Last week, I had the chance to participate in a writers panel at The Army-Navy Country Club in Arlington, VA. The panel, titled, “So You Want to Write a Book?” was designed to discuss various publishing options open to first-time authors or people who have always wanted to write a book, but didn’t know how to get started. I was joined by Dan Gerstein, Founder and President of Gotham Ghostwriters; Taylor Kiland, Navy veteran and published author or co-author of five military non-fiction books; and Rick Russell, Army and National Guard veteran and Director of Naval Institute Press. About 40 people attended the hourlong exchange of information, ideas and questions. One of the central themes of the evening was the disruption caused in the publishing industry by the rise of technology, particularly in regards to self-publishing. The “old days” of publishing – monolithic publishing houses buying books from agents to sell to bookstores – has been upended by the ability of writers to reach directly to readers via online publishing and publications, e-books, self-publishing and the ability to market their own books. Of course, there are risks (and shortcomings), but mainstream publishing can no longer scoff at self-publishing as a form of the “vanity press.” When the New York Times is discussing the phenomenon, it’s legitimate. Publishers Weekly, too, has begun to consider self- and digital publishing as more than just a fad. This piece from last summer has some interesting statistics regarding self-publishing. Of note,
•Self-published books now represent 31 percent of e-book sales on Amazon’s Kindle Store. •Indie authors are earning nearly 40 percent of the e-book dollars going to authors.

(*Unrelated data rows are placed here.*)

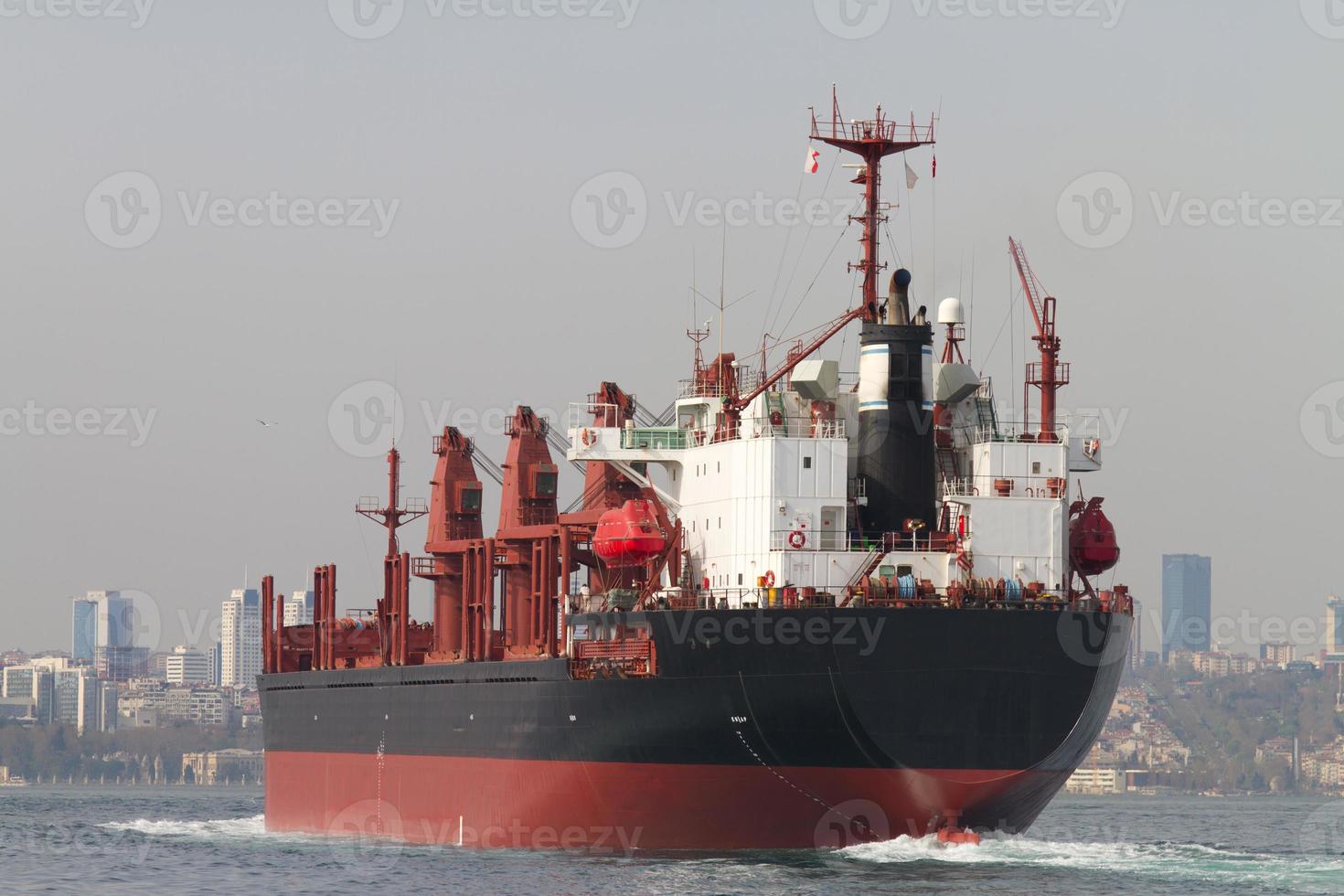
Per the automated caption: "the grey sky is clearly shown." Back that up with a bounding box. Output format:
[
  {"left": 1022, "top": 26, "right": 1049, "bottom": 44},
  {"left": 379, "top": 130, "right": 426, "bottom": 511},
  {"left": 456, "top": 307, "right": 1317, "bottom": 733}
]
[{"left": 0, "top": 0, "right": 1344, "bottom": 649}]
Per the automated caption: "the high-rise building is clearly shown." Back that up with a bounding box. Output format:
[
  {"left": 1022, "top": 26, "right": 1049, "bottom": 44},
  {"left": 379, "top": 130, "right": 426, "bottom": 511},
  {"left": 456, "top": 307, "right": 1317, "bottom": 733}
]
[
  {"left": 1163, "top": 553, "right": 1212, "bottom": 662},
  {"left": 0, "top": 656, "right": 61, "bottom": 725},
  {"left": 1129, "top": 601, "right": 1144, "bottom": 672},
  {"left": 164, "top": 645, "right": 209, "bottom": 685},
  {"left": 1261, "top": 641, "right": 1297, "bottom": 667},
  {"left": 69, "top": 596, "right": 98, "bottom": 664},
  {"left": 85, "top": 591, "right": 135, "bottom": 647},
  {"left": 69, "top": 591, "right": 149, "bottom": 681},
  {"left": 281, "top": 591, "right": 314, "bottom": 626},
  {"left": 219, "top": 589, "right": 261, "bottom": 688},
  {"left": 1325, "top": 593, "right": 1344, "bottom": 659},
  {"left": 92, "top": 644, "right": 149, "bottom": 681},
  {"left": 51, "top": 667, "right": 97, "bottom": 727}
]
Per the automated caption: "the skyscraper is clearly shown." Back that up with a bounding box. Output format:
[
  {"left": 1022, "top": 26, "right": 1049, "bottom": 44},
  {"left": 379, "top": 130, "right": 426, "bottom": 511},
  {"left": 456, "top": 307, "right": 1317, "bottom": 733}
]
[
  {"left": 69, "top": 596, "right": 98, "bottom": 664},
  {"left": 164, "top": 645, "right": 209, "bottom": 685},
  {"left": 219, "top": 589, "right": 261, "bottom": 688},
  {"left": 69, "top": 591, "right": 149, "bottom": 681},
  {"left": 1325, "top": 593, "right": 1344, "bottom": 661},
  {"left": 1163, "top": 553, "right": 1212, "bottom": 662},
  {"left": 1129, "top": 601, "right": 1144, "bottom": 672},
  {"left": 283, "top": 591, "right": 314, "bottom": 626},
  {"left": 85, "top": 591, "right": 135, "bottom": 647}
]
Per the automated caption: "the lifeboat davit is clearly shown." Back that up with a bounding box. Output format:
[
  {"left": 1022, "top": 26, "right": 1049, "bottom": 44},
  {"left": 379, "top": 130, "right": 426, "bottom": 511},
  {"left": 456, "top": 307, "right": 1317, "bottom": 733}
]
[
  {"left": 1069, "top": 498, "right": 1120, "bottom": 575},
  {"left": 592, "top": 500, "right": 667, "bottom": 567}
]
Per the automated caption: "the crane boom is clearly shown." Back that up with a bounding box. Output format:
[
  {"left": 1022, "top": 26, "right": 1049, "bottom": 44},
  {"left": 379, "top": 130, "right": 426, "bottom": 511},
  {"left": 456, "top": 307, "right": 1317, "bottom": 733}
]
[
  {"left": 732, "top": 306, "right": 867, "bottom": 411},
  {"left": 1008, "top": 237, "right": 1069, "bottom": 442}
]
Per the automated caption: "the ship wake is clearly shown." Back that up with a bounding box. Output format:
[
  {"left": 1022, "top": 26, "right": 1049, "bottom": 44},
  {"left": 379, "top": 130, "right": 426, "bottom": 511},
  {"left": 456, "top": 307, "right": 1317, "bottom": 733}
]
[{"left": 838, "top": 834, "right": 1344, "bottom": 892}]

•Self-published authors are “dominating traditionally published authors” in sci-fi/fantasy, mystery/thriller, and romance genres but — and here is the surprise — they are also taking “significant market share in all genres.”
I’m not saying self-publishing is the way to go for everyone. I can say that, if you decide to publish your own novel or memoir or children’s book, it’s a lot of work. I self-published my second novel, A Simple Murder, and found the writing to be the easy part. The marketing lift – from social media platforms to press releases, events, reviews, interviews, etc. – is significant and not for the faint of heart. You have to be prepared for the long slog and develop a readership over time. The jury is still out on whether self-publishing will sustain itself over the long haul. But the publishing world is changing, and options for writers to connect directly with readers is greater than ever.